According to Threadgill, the developer plans to convert the space into about 103 residential lofts, and neighborhood commercial rezoning was requested in order to make it easier to build a mixed-use development, which would include some commercial development. According to information released in the meeting, the lofts are expected to be market rate to higher end housing.

“This is the housing type that we do not offer in the city of LaGrange,” Threadgill said. “It was identified in the gateway corridor plan as a priority project. It is on Greenville Street, which is one of our gateway corridors. It is visible from Lafayette Parkway, [which is] another one of our gateway corridors. It is, in my mind, a catalyst to other redevelopment in the area for that entire mill village. It is just super exciting.”

According to Threadgill, there are plans to preserve existing commercial buildings for flex space or commercial space to support the residential development. Mayor Jim Thornton noted that if the development proves successful, there are other mills in the city that could be similarly redeveloped for different target markets.

Council Member LeGree McCamey asked if there was any way that the city could incentivize the developer to build a passive park in the area near the development, and Threadgill said the possibility had been discussed. Another property owner owns a greenspace adjacent to the development, and Thornton also noted that the city owns property where Dawson Street School was formerly located, which could be converted into a park space. 

Council Member Nathan Gaskin asked if it would be possible for the city to construct a pedestrian bridge to connect the neighborhood and the new development to Lafayette Parkway near the Walmart Neighborhood Market. Threadgill said that there are plans for the city to construct pedestrian bridges, thought the connection for those communities that was previously considered took advantage of an existing bridge.

“There are plans in the gateway corridor plans for creating multiuse trails both on Greenville Street and Lafayette Parkway connecting — I think — on the Horace King bridge,” Threadgill said. “We’ve talked about other pedestrian bridges.”
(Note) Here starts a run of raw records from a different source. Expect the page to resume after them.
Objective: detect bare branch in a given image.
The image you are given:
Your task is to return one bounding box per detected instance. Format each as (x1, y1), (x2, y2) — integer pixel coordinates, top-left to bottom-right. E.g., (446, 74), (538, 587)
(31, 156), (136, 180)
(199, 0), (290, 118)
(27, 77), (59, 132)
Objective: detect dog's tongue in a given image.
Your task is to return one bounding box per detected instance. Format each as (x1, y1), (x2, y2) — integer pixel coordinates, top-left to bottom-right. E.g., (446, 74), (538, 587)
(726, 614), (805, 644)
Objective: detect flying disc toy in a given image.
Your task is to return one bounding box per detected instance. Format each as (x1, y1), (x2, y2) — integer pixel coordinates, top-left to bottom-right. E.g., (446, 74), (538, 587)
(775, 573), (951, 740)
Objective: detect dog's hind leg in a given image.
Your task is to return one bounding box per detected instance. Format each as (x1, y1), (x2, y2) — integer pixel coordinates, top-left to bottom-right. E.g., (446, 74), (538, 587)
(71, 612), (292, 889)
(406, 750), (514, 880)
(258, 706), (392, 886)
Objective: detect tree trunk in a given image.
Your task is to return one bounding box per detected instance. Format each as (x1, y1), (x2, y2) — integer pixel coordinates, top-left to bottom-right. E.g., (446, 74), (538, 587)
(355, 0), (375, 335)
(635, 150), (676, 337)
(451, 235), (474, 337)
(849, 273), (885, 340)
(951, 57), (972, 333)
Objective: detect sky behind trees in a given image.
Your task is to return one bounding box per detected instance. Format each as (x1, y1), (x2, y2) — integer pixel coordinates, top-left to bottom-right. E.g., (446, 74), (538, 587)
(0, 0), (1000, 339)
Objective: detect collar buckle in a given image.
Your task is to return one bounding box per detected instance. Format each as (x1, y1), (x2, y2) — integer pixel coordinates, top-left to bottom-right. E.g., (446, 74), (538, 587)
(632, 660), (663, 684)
Kelsey and Thornton both noted that better walkability could attract other development to the area.

“This is great in terms of a neighborhood grocery store,” Thornton said. “Of course, you have the farmer’s market there on the corner, which has really easy access, but if there was a better way to get pedestrian access to Walmart, that would be really super.”

The developer’s involvement with other local efforts to improve the area were also noted during the meeting.

“He has been part of the Three Point Revitalization dialogue that David Blackwell has spearheaded, and I’ve been to some of those meetings,” Threadgill said. 

The LaGrange City Council will meet again on May 28 at 11 a.m. at 200 Ridley Avenue for its annual budget meeting. It will hold a regular meeting that evening at 5:30 p.m. at 208 Ridley Avenue. The public hearing on the rezoning will take place on June 11 at 5:30 p.m. at 208 Ridley Avenue.